Esqueça as florestas escuras, casas abandonadas, cenários esfumaçados, poderes paranormais, casamentos forçados, extraterrestres e espíritos. Nada disso é capaz de assustar tanto um frango quanto a visão de uma cozinha. Se quiser deixar mais aterrorizante, basta colocar um fogão à lenha, umas facas afiadas, panelas de barro e água fervendo no caldeirão. Pronto. O cenário do filme de terror ideal está montado.

Ser mandado pra panela é o grande medo de todos os frangos. É algo que não pode ser controlado e depende apenas da vontade do granjeiro.
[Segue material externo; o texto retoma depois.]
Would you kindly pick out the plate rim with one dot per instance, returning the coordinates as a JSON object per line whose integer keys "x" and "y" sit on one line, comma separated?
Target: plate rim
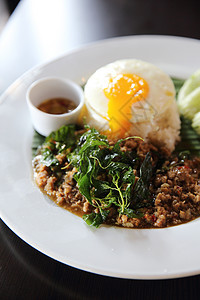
{"x": 17, "y": 82}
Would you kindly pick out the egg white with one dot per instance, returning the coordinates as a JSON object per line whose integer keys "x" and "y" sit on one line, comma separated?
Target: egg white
{"x": 161, "y": 89}
{"x": 147, "y": 114}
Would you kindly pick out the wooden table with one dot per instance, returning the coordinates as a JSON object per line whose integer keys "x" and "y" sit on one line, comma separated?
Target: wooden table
{"x": 38, "y": 31}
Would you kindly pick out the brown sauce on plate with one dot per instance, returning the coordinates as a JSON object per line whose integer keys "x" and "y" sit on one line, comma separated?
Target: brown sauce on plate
{"x": 57, "y": 106}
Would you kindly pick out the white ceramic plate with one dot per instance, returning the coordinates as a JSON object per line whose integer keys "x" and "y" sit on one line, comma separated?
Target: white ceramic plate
{"x": 139, "y": 254}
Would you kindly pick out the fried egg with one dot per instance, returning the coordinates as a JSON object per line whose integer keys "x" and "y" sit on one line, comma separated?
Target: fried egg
{"x": 127, "y": 96}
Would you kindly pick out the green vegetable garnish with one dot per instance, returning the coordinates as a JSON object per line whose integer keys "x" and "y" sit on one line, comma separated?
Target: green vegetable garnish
{"x": 105, "y": 174}
{"x": 189, "y": 100}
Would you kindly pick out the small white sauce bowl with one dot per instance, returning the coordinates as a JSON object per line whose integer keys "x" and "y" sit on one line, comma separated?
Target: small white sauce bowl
{"x": 49, "y": 88}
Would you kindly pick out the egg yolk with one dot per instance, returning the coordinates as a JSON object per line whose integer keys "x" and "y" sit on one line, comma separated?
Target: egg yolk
{"x": 122, "y": 91}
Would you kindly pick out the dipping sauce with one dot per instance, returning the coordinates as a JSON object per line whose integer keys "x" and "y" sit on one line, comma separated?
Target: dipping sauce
{"x": 57, "y": 106}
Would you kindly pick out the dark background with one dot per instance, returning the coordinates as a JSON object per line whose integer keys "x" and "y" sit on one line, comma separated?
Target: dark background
{"x": 26, "y": 273}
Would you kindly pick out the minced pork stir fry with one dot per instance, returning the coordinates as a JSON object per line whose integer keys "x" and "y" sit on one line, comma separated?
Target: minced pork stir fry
{"x": 127, "y": 183}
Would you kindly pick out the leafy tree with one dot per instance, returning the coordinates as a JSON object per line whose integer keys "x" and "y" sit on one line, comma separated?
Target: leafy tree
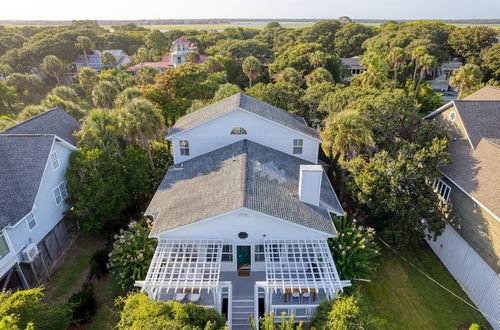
{"x": 354, "y": 249}
{"x": 104, "y": 94}
{"x": 491, "y": 62}
{"x": 466, "y": 78}
{"x": 289, "y": 75}
{"x": 252, "y": 68}
{"x": 24, "y": 309}
{"x": 348, "y": 133}
{"x": 127, "y": 95}
{"x": 53, "y": 67}
{"x": 192, "y": 57}
{"x": 343, "y": 313}
{"x": 95, "y": 176}
{"x": 85, "y": 44}
{"x": 396, "y": 58}
{"x": 108, "y": 60}
{"x": 140, "y": 120}
{"x": 350, "y": 37}
{"x": 28, "y": 87}
{"x": 141, "y": 313}
{"x": 132, "y": 252}
{"x": 268, "y": 322}
{"x": 470, "y": 41}
{"x": 7, "y": 98}
{"x": 99, "y": 130}
{"x": 319, "y": 75}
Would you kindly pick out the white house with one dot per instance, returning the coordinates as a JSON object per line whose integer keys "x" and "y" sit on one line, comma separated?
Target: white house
{"x": 243, "y": 216}
{"x": 33, "y": 157}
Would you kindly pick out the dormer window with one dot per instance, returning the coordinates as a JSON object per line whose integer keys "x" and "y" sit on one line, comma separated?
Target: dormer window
{"x": 54, "y": 160}
{"x": 238, "y": 131}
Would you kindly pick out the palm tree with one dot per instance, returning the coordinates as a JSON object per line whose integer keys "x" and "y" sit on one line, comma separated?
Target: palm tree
{"x": 99, "y": 130}
{"x": 139, "y": 121}
{"x": 396, "y": 58}
{"x": 348, "y": 133}
{"x": 252, "y": 68}
{"x": 426, "y": 65}
{"x": 466, "y": 77}
{"x": 416, "y": 55}
{"x": 84, "y": 43}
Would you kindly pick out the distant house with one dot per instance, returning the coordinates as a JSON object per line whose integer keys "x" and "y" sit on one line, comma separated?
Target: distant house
{"x": 256, "y": 239}
{"x": 470, "y": 189}
{"x": 177, "y": 56}
{"x": 352, "y": 66}
{"x": 33, "y": 158}
{"x": 94, "y": 60}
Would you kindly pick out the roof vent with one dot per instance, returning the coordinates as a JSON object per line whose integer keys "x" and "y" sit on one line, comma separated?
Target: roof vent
{"x": 310, "y": 183}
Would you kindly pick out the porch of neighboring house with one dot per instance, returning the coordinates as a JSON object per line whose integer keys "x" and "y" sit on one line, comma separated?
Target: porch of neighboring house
{"x": 299, "y": 275}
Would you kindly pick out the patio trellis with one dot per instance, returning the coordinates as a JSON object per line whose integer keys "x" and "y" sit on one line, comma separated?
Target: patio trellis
{"x": 302, "y": 265}
{"x": 184, "y": 264}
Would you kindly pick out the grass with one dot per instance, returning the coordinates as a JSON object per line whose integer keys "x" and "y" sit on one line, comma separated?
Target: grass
{"x": 399, "y": 297}
{"x": 72, "y": 269}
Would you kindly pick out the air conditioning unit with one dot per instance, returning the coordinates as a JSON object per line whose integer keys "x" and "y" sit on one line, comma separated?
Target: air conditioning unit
{"x": 30, "y": 252}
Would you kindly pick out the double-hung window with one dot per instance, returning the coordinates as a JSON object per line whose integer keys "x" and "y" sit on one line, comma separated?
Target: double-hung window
{"x": 442, "y": 189}
{"x": 297, "y": 146}
{"x": 30, "y": 220}
{"x": 4, "y": 247}
{"x": 227, "y": 253}
{"x": 54, "y": 160}
{"x": 60, "y": 193}
{"x": 259, "y": 253}
{"x": 184, "y": 147}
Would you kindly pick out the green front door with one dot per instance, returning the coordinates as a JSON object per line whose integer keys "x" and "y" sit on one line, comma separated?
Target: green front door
{"x": 244, "y": 256}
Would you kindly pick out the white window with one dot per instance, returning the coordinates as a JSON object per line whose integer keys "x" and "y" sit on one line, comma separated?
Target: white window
{"x": 442, "y": 189}
{"x": 184, "y": 147}
{"x": 297, "y": 146}
{"x": 30, "y": 220}
{"x": 60, "y": 193}
{"x": 4, "y": 247}
{"x": 259, "y": 253}
{"x": 227, "y": 253}
{"x": 54, "y": 160}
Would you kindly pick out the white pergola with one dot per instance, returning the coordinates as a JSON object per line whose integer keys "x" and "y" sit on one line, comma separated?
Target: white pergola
{"x": 306, "y": 265}
{"x": 182, "y": 265}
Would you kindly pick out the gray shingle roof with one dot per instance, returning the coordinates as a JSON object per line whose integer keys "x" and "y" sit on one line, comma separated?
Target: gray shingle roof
{"x": 249, "y": 104}
{"x": 242, "y": 174}
{"x": 22, "y": 163}
{"x": 55, "y": 121}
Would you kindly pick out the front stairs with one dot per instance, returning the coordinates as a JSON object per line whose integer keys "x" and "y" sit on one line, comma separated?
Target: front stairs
{"x": 243, "y": 307}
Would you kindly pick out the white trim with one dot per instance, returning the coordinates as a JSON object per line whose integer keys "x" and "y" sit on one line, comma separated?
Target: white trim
{"x": 169, "y": 137}
{"x": 473, "y": 198}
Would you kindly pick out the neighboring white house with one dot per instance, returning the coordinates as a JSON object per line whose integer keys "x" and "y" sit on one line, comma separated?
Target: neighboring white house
{"x": 243, "y": 216}
{"x": 33, "y": 157}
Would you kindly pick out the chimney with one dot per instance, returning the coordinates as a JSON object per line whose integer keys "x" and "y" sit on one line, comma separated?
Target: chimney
{"x": 310, "y": 183}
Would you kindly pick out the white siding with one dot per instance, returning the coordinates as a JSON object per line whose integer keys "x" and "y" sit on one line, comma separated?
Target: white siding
{"x": 477, "y": 279}
{"x": 47, "y": 213}
{"x": 216, "y": 133}
{"x": 258, "y": 226}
Ele pode chegar na cerca qualquer dia e apontar para você. Não vai demorar muito e os funcionários vão lá e te matam. A vida vai embora assim, sem cerimônias. Não há corpo para um funeral, restos para um enterro. Nada.

Alguns frangos acreditam em vida após o jantar. Outros rezam pela salvação da alma cozida. Eu prefiro só ficar longe da cozinha mesmo. Evito até usar as palavras “canja”, “molho” e “cozido”. Vai que o granjeiro escuta e pensa que estou querendo morrer. Longe de mim. Um frango lindo, jovem e esbelto como eu não pode virar ensopado do dia para a noite. Não desejo isso nem para a gorda com celulite.

Pensando bem, desejo sim. Resolveria dois problemas de uma vez só: a gorda para de me encher o saco e o granjeiro entope as veias de gordura. Como ele é sedentário ao extremo, vai acelerar a morte por enfarto. Minha aposta atual é que isso aconteça naturalmente em dois anos, mas se ele comer a gorda eu diminuo para um ano e meio. Isso sendo bastante otimista.

Calma, eu me distraí… sobre o que eu tava falando mesmo? Ah sim, sobre Mike, o frango sem cabeça. Não sei se vocês, crianças criadas em apartamento, sabem como um frango é morto. Na hipótese mais tranquila, o capataz do granjeiro puxa nosso pescoço e quebra ao meio. Uma morte instantânea. No pior dos casos, um corte é aberto na nossa garganta e o sangue escorre por horas. Sofrimento eterno.

O Mike é uma lenda entre nós. Nos últimos instantes antes da faca cortar nossa cabeça, tenho certeza que todos nossos pensamentos se voltam para ele. O sonho é ter um destino parecido com o que ele teve. Todo mundo quer ser o Mike na hora de morrer.

De acordo com as histórias, ele viveu entre os anos de 1945 e 1947 em uma fazenda no Colorado, Estados Unidos. Seu dono era Lloyd Olsen que, para agradar a sogra, queria cozinhar Mike no jantar. Na hora de decapitá-lo, Olsen fez merda e não conseguiu cortar o pescoço do frango direito, deixando o tronco cerebral inteiro. Isso fez com que o Mike ficasse vivo mais dezoito meses, mesmo sem cabeça.

Lógico que ele ficou famoso, fez apresentações em diversos lugares, teve fã clube, transou com várias galinhas, foi no Jô e participou d’A Fazenda quando sua fama começou a cair. Mas nada que manchasse a carreira brilhante desse frango sem cabeça, que nos deu a esperança da vida após a decapitação. Se antes a morte era certa, agora há uma chance, por mais remota que seja.

Se um dia eu for virar canja, espero ter o mesmo futuro dele. Ou voltar na forma de fantasma para assustar os outros frangos. Ou quem sabe como o primeiro frango-zumbi da história. Ainda estou decidindo o que será mais legal.